Financement pour jeunes chercheurs " marchés du travail et politique publique "
27 janvier 2017
The Upjohn Institute invites proposals for Early Career Research Awards. These awards are intended to provide resources for junior faculty (untenured and within six years of having earned a PhD) to carry out policy-related research on labor market issues. The Institute encourages research proposals on all issues related to labor markets and public workforce policy. Early Career Research Award recipients are expected to write a research paper based on the funded work; submit the paper to the Institute’s working paper series; submit the paper to a peer-reviewed journal; and prepare a synopsis of the research for possible publication in the Institute’s newsletter, Employment Research. The maximum funding for an Early Career Research Award is $5,000.
Application Procedure : Applicants should submit a proposal of, at most, 1,200 words (approximately four double-spaced pages), describing the proposed research and its relevance to labor market policy. The proposal should include an abstract and a brief budget. Applications must also include a current curriculum vitae.

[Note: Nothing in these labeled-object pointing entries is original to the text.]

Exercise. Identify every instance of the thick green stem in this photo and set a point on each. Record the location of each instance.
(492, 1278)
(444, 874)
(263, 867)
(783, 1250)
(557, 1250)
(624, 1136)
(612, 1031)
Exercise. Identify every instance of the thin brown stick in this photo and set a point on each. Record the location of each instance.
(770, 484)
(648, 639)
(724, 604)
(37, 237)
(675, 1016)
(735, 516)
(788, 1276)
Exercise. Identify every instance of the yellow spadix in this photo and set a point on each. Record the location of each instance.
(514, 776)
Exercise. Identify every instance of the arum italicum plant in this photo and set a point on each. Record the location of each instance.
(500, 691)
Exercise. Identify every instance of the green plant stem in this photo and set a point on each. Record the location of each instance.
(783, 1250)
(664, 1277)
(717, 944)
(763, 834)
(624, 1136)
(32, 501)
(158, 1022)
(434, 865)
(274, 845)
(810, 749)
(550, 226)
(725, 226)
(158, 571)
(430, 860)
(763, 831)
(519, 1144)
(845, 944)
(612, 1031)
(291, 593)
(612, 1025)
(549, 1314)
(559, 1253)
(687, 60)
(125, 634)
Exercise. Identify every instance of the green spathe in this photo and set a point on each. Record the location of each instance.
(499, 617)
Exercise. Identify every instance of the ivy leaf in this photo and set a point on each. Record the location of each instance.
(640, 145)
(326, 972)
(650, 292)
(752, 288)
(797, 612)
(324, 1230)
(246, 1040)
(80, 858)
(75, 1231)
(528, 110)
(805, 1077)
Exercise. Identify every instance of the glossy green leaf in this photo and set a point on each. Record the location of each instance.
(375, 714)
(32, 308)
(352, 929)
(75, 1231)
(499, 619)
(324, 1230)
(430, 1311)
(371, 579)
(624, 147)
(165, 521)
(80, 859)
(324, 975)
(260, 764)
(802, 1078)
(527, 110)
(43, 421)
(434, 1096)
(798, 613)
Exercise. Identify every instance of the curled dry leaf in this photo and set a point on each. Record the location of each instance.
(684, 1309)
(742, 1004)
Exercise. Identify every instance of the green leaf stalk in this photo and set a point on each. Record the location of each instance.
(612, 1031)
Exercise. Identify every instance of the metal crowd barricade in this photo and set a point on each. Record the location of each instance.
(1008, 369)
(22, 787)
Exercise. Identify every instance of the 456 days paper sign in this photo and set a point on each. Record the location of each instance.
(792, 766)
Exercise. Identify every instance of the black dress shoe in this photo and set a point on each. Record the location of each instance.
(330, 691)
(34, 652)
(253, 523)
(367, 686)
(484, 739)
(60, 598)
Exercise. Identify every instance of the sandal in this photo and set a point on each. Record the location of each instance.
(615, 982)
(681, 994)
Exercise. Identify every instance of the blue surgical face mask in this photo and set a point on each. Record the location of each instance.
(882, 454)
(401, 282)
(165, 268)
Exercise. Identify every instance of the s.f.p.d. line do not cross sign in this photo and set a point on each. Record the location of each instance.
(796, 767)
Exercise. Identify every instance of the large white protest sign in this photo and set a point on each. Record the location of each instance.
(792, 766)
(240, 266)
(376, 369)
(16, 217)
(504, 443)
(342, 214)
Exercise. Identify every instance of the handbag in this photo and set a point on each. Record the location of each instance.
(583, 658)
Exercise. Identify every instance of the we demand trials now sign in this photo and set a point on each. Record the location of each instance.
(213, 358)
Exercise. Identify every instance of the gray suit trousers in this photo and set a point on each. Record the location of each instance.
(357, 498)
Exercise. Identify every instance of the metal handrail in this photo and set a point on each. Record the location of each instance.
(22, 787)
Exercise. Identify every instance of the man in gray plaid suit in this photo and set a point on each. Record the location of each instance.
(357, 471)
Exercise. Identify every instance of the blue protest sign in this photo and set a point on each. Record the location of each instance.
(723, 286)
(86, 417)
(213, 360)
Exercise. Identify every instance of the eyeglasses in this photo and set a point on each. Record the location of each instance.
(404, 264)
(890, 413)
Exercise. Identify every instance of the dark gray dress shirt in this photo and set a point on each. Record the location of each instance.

Evaluation Criteria : Proposals for Early Career Research Awards will be evaluated according to the following criteria : Contribution to important labor market policy issues and to the professional literature ; Technical merit ; Professional qualifications ; Specific Instructions.
The Institute does not pay indirect costs but will entertain any legitimate research expense as part of the budget. Acceptable items include costs for professional, technical, and support personnel; data acquisition; materials and supplies; computer services; and travel. The Institute does not fund dissertation research (although it does have a Dissertation Award program).
It is expected that the research will be completed within a year.
Early Career Research Award payments will be made to the individual upon award.
Non-U.S. nationals are eligible to apply for ECRA grants. We welcome applications from all scholars, regardless of nationality, affiliation, etc.